Since we use lists to represent our (finite) sets, a procedure to add a new element to an existing set is simple:

   proc addElement { orglist elem } {
      upvar $orglist list

      if { [lsearch -exact $list $elem] == -1 } {
         lappend list $elem
      }
   }

The union of two sets could be handled by the following procedure (which exploits the uniqueness of all elements within a set):

   proc union { lista listb } {
      set result $lista

      foreach elem $listb {
         if { [lsearch -exact $lista $elem] == -1 } {
            lappend result $elem
         }
      }
      return $result
   }

Intersection is only slightly different:

   proc intersection { lista listb } {
      set result {}

      foreach elem $listb {
         if { [lsearch -exact $lista $elem] != -1 } {
            lappend result $elem
         }
      }
      return $result
   }

And exclusion too:

   proc exclusion { lista listb } {
      set result {}

      foreach elem $lista {
         if { [lsearch -exact $listb $elem] == -1 } {
            lappend result $elem
         }
      }
      return $result
   }

Determining if a set contains some item is easy:

   proc hasElement { lista elem } {
      return [expr [lsearch $lista $elem] >= 0]
   }

The extended operations can be implemented as variations of the following procedure:

   proc all { lista condition } {
      set result 1
      foreach elem $lista {
         set cond [expr $condition]
         if { ! $cond } {
            set result 0
            break
         }
      }
      return $result
   }

''Note:''

With the procedure ''all'' we introduce another design issue. If we want to supply source code that is to be evaluated to a procedure, how do we substitute the variables? One way is to supply the name of a procedure and use a standard interface to this procedure. This is not very flexible: if the condition changes, we need a new procedure, which may be used only once.

Another way is to assume that the variables have some specific name, in this case, we use the name ''elem'' to supply the value of the element in the set to the condition. For simple constructions like the above (only one variable) this is quite flexible.

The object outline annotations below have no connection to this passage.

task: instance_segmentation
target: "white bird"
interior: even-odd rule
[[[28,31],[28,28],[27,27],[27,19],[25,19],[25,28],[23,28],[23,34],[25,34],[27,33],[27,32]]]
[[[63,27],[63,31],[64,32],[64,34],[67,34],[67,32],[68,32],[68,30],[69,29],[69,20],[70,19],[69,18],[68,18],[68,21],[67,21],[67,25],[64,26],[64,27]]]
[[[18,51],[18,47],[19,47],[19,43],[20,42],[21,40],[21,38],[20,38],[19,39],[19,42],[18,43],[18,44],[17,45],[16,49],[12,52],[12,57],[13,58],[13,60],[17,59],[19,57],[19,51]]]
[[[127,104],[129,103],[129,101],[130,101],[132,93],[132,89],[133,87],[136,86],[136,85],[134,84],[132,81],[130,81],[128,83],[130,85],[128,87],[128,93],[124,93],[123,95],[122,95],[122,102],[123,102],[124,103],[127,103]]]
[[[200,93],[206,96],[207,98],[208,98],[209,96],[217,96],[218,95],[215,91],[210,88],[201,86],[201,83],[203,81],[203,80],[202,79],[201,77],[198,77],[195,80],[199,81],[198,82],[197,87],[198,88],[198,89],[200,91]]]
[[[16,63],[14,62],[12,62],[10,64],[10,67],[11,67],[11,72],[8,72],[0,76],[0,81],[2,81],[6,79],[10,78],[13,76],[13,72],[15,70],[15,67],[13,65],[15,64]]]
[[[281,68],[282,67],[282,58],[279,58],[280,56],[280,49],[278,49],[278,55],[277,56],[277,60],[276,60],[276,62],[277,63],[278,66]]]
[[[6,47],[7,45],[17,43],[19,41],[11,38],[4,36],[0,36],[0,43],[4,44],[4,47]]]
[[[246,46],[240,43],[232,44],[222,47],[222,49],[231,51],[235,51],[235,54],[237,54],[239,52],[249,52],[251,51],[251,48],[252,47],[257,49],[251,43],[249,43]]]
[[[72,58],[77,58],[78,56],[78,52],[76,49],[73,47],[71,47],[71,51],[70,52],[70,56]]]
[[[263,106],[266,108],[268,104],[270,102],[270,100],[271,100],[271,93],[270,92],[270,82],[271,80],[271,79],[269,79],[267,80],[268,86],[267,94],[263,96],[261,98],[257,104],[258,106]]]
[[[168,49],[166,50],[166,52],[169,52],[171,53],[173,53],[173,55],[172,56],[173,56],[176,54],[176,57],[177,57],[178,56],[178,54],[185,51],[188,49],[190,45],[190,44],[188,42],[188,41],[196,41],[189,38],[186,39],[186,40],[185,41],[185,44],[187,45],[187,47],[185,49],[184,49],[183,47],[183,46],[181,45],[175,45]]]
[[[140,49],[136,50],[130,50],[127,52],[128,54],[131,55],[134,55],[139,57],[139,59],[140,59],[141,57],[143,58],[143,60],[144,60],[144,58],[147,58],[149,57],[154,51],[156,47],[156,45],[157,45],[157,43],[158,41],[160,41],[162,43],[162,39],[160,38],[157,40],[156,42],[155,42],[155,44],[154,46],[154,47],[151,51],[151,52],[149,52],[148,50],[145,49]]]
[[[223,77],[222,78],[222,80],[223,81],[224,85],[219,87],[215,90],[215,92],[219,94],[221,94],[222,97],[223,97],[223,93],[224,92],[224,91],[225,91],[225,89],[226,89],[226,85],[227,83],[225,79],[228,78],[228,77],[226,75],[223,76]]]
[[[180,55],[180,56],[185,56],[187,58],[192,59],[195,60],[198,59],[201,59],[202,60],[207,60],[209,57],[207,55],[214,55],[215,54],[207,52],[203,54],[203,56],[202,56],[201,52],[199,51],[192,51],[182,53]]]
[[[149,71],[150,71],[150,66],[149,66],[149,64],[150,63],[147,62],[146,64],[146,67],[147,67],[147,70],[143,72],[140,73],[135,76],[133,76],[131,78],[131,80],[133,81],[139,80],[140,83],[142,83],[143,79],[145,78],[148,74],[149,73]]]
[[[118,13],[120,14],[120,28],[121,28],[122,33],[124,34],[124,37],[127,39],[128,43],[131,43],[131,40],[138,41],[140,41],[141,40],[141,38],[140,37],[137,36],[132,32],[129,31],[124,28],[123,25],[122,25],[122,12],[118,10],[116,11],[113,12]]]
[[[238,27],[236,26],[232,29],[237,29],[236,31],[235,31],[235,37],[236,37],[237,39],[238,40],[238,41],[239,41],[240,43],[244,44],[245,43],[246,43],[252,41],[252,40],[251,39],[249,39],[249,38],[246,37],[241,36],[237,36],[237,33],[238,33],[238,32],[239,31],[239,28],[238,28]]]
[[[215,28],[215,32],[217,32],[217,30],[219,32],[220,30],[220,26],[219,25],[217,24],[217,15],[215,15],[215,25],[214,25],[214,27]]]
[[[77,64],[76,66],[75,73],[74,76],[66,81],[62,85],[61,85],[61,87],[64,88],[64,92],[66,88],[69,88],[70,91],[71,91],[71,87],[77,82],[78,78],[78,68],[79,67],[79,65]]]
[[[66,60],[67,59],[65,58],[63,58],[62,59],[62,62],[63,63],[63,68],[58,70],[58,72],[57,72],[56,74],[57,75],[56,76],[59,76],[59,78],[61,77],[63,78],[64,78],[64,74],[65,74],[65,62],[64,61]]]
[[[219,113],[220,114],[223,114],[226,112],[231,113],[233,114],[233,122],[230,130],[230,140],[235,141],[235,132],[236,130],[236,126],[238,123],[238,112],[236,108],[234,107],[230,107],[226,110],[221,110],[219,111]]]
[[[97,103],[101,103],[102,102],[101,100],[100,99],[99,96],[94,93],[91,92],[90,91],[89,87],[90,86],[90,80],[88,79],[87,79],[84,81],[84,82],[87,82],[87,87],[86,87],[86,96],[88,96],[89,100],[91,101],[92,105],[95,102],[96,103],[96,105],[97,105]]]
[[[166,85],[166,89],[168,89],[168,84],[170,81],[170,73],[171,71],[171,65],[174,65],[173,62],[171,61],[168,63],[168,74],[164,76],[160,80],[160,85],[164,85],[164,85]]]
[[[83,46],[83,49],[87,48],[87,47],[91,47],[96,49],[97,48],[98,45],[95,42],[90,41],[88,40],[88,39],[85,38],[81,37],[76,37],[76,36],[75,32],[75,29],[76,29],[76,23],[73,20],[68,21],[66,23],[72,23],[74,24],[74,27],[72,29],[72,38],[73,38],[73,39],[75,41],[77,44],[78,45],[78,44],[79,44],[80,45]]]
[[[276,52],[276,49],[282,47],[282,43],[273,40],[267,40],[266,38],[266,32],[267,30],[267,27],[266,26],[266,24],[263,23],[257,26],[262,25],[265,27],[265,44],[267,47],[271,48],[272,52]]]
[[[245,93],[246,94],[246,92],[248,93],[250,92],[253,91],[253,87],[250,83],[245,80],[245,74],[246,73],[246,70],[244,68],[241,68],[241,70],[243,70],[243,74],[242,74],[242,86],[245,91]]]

If more variables are involved, then more care is needed.

----

So, if we use these operations in a small sample program, we can illustrate their use:

   set setA  {}
   addElement setA A
   addElement setA B
   addElement setA C

   set setB  {}
   addElement setB "D aa"
   addElement setB B
   addElement setB C
   addElement setB C    ;# Only one occurrence of C will be stored

   puts "Set A: $setA"
   puts "Set B: $setB"

   puts "Union of A and B: [union $setA $setB]"
   puts "Intersection:     [intersection $setA $setB]"
   puts "Set A has element B? [hasElement $setA "B"]
   puts "All elements of set B are short? [all $setB {[string length $elem] < 3}]"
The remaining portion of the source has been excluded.